Just a few weeks previously, Azealia Banks became embroiled in a feud with German ‘trap music’ producer Baauer after he asked for a remix of his viral hit “Harlem Shake” featuring her vocals to be taken offline. Elsewhere, she’s accused Lil’ Kim of not writing her own raps, swapped diss tracks with fellow emerging MC Angel Haze after insinuating that she wasn’t an authentic New Yorker, and traded barbs with Kreayshawn after the California rapper allegedly tweeted a link to “212” from a pornographic website.
But her most troubling verbal attack was aimed at celebrity blogger Perez Hilton when she called him a ‘messy f****t’ on Twitter. Protesting that she was using the homophobic term to refer to a male who acts like a female rather than a homosexual male, Azealia Banks was still condemned by the likes of GLAAD. But unrepentant as ever, she has continued to use the word, claiming that the gay community currently has more to worry about.

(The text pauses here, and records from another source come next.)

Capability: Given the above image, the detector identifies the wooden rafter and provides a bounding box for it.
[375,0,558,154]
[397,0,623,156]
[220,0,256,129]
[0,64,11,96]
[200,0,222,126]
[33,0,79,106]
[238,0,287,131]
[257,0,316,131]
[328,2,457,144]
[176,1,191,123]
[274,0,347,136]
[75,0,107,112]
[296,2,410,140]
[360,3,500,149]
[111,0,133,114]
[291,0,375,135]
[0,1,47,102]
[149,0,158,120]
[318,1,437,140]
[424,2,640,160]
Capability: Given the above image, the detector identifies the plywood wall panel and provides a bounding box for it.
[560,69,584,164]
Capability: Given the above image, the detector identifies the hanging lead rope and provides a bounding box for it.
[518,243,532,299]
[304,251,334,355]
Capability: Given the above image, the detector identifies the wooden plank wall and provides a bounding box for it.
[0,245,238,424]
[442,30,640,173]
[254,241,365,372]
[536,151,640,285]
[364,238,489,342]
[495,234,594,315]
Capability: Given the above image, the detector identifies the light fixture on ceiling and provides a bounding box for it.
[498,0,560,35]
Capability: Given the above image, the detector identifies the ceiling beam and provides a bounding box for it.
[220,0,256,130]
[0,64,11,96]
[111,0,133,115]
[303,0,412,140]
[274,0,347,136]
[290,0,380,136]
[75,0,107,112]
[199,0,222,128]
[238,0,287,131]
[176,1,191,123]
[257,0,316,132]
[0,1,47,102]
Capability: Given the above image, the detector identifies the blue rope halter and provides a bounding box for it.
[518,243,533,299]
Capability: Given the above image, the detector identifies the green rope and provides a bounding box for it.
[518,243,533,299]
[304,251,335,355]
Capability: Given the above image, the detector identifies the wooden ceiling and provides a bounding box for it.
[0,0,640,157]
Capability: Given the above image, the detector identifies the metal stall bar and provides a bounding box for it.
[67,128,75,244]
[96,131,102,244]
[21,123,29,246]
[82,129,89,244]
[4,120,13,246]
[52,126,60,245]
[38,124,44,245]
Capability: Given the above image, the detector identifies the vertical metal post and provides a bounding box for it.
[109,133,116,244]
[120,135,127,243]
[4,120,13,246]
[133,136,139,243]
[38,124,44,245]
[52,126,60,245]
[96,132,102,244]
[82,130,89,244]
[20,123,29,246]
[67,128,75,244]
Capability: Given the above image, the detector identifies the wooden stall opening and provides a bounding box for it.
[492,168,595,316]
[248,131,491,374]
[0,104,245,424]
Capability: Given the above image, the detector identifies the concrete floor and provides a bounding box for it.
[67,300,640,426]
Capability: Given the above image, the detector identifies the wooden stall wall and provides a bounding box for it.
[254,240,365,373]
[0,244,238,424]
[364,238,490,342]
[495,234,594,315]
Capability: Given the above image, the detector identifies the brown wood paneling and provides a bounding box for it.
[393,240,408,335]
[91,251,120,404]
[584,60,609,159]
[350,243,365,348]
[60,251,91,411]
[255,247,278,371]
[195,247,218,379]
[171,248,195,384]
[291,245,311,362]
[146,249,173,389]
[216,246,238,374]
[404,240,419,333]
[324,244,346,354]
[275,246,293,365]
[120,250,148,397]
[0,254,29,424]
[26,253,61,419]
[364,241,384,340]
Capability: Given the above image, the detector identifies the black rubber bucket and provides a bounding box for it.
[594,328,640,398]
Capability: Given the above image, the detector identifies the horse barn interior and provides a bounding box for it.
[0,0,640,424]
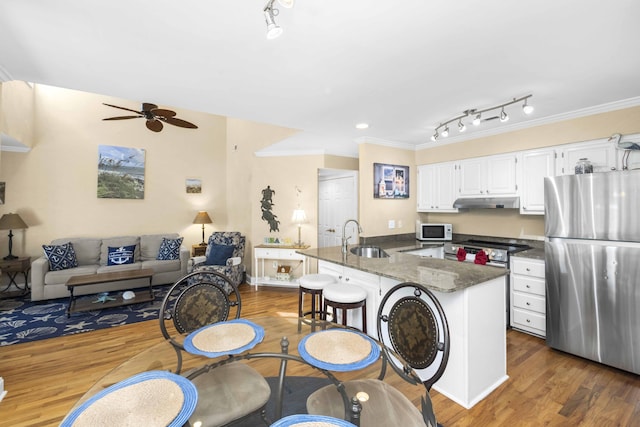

It’s a shame that someone who showed so much potential has become little more than an online troll more renowned for posting vile messages to fellow musicians than her own output. Recently premiered lead single “Yung Rapunxel” shows there are still few who can match Azealia Banks when it comes to pent-up bass-heavy aggression. But if she isn’t careful, everyone will have lost interest by the time parent album, Broke With Expensive Taste, hits the shelves, if they haven’t yet already.